George Neuner wrote on 2/7/19 12:43 PM:
No offense to Herman, but I think the problem with consulting experts is that there are relatively few language experts who are available to consult.

I suspect there's so very little *market* for such little language experts.  Some non-exhaustive suggestions of why:

* Reasons like you suggest.  (Is this person going to be sufficiently engaged to do it well.)

* Egos/opinionatedness/fun.  (What developer thinks they can't design a language and doesn't have some ideas about that?  And possible morale hit to team if pushed by manager?)

* How do you even evaluate skill in little language design, to find the expert.  (This doesn't seem to be as easily objective as "have added a new target architecture to GCC or LLVM".  It's soft/vague, and industry even has trouble vetting developer candidates for skills that supposedly the organization does understand, like basic software development.)

We can talk all day about how industry people should value some intellectual niche for consultants, but it might just be easier to just get a professorship instead (also nontrivial). :)  If you solve the consulting market problem, "https://www.neilvandyke.org/racket-money/"; wants to know.

(Also, if someone has expertise in some niche technical (non-management-consulting) area, do they really want to be running a niche technical consulting business, or would they rather focus on doing great work in those technical areas, and just have gobs of money appear in their bank account (without dividing attention to constantly drumming up business, invoicing and work reports, tax accounting, professional insurance, sector compliances, solo 401k, etc.).)

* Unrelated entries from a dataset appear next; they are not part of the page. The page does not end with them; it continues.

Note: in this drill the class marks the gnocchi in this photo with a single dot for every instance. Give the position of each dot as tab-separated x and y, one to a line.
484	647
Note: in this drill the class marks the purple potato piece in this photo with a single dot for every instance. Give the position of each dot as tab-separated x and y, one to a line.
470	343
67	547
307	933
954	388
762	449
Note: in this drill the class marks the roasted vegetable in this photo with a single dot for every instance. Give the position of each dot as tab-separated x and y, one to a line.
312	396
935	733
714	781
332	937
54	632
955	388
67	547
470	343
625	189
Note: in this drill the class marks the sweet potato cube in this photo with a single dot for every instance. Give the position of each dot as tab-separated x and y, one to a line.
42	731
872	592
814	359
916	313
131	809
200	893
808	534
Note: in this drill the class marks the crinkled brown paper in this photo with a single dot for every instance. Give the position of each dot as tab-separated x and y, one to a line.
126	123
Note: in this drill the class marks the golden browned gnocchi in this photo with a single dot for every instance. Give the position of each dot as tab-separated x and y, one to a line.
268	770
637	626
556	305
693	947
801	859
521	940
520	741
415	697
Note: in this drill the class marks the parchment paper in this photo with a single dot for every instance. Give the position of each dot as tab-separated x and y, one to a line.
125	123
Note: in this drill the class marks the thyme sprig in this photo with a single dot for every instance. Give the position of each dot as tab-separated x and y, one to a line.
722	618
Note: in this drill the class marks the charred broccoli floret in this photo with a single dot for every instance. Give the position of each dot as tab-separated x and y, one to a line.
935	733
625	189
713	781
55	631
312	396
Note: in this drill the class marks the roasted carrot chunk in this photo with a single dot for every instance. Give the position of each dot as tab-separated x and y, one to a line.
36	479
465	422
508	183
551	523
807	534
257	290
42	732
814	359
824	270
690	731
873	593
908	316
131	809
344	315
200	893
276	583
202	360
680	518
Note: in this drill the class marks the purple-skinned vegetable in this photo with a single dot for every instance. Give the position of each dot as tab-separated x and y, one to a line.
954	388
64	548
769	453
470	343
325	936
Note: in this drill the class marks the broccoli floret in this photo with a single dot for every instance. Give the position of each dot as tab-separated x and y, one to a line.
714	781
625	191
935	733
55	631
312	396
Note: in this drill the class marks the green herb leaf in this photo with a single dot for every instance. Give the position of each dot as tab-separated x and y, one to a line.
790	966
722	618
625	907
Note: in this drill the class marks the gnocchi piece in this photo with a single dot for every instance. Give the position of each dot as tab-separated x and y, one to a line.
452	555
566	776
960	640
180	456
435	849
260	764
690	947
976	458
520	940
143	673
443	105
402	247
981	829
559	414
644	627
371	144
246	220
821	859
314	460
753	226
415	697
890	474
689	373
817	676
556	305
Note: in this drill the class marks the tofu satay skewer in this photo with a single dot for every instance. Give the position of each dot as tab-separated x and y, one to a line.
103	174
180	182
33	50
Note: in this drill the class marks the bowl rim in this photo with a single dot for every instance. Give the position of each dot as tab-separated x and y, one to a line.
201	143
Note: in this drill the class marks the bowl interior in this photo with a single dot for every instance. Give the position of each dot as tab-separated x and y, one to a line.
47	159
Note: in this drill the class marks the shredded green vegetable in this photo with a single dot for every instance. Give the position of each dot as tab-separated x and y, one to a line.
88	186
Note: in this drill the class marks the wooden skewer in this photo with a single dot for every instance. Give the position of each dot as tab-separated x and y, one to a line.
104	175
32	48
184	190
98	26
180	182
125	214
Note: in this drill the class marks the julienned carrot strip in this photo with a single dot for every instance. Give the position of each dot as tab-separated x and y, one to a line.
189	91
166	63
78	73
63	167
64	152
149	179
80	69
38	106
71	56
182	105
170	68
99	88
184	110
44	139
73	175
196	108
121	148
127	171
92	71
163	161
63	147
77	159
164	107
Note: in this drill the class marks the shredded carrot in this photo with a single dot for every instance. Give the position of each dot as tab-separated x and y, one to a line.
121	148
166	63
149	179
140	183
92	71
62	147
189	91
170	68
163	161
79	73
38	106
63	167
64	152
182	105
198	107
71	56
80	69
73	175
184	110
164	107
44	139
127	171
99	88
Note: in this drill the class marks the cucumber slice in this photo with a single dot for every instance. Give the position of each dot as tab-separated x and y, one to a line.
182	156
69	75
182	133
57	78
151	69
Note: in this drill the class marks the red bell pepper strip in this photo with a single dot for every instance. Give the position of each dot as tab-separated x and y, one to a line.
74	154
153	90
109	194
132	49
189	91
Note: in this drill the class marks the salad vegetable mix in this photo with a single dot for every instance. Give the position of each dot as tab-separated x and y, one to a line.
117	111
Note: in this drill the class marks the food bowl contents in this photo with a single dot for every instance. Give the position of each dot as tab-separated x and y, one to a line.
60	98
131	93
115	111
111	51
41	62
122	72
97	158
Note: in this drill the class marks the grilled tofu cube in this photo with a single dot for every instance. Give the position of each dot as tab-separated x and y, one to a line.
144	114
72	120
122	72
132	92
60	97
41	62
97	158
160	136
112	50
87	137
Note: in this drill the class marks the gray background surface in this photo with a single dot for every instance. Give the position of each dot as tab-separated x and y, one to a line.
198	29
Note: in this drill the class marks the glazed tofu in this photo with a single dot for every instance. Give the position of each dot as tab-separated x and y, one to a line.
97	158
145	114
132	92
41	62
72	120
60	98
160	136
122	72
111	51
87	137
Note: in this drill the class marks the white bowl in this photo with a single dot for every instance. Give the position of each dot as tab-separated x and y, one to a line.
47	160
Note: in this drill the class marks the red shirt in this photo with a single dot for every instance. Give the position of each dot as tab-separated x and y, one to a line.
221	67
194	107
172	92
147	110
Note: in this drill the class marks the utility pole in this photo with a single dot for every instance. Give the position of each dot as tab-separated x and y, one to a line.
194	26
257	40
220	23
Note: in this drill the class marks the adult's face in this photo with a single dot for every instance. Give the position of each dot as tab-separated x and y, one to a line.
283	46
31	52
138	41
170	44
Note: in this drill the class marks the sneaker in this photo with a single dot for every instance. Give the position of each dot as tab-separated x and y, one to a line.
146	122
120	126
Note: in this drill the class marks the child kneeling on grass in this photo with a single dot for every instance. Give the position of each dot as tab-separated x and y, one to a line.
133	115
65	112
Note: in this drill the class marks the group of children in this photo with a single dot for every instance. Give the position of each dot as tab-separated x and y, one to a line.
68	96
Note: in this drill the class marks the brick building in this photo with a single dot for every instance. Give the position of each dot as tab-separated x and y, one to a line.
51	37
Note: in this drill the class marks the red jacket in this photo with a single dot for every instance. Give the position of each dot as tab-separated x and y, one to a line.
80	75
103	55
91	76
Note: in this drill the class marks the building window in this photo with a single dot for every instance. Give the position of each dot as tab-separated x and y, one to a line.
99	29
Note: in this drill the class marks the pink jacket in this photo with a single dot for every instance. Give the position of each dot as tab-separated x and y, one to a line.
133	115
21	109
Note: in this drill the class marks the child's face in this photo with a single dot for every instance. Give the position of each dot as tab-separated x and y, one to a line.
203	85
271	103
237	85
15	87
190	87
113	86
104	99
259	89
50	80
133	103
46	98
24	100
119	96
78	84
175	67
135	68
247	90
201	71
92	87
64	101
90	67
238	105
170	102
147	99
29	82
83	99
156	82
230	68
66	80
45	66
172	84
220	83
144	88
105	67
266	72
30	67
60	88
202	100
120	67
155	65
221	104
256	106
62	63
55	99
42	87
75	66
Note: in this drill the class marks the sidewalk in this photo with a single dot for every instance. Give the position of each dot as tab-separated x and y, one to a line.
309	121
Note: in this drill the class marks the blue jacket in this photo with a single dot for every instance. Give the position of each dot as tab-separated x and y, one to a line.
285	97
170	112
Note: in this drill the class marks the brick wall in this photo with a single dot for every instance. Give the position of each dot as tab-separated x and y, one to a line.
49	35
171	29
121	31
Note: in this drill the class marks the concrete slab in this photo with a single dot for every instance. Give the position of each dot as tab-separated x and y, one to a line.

I think every *serious* developer should read at least an introductory text on compilers.  Even if you never try to implement your own language, understanding what happens to your code when its compiled makes you a better programmer.

Definitely.  (Do pretty much all CS undergrad curricula currently include some kind of compilers/translation-to-arch?  And it's accessible to all CS undergrads, not an elective, nor a hated weedout?)

Separate from compilers and underlying architecture, and perhaps especially with "little languages" and DSLs, there's also the linguistics or even HCI side.  Which (depending on the language intent) is possibly entirely orthogonal to implementation.  What makes a good language for a purpose.  One thing that I suspect helps with this is experience with many different languages and approaches, so you have a breadth from which to draw, and some insight into them (not just book-learnin').  I assume it also helps to understand users of your language, what they know and want to do, and what you can convey&convince.

For the linguistic side, evaluation criteria might be hard.  (Do people qualitatively like using it?  What's the adoption, and how is that involved in merit or telling us what's good or bad about it? Controlled productivity/maintainability/defect metrics?  Does a particular employer use it, for whatever reason?   Does some quality of formal semantics or syntax say people should like this little language, and if they don't, they don't deserve such a fine language?  etc.).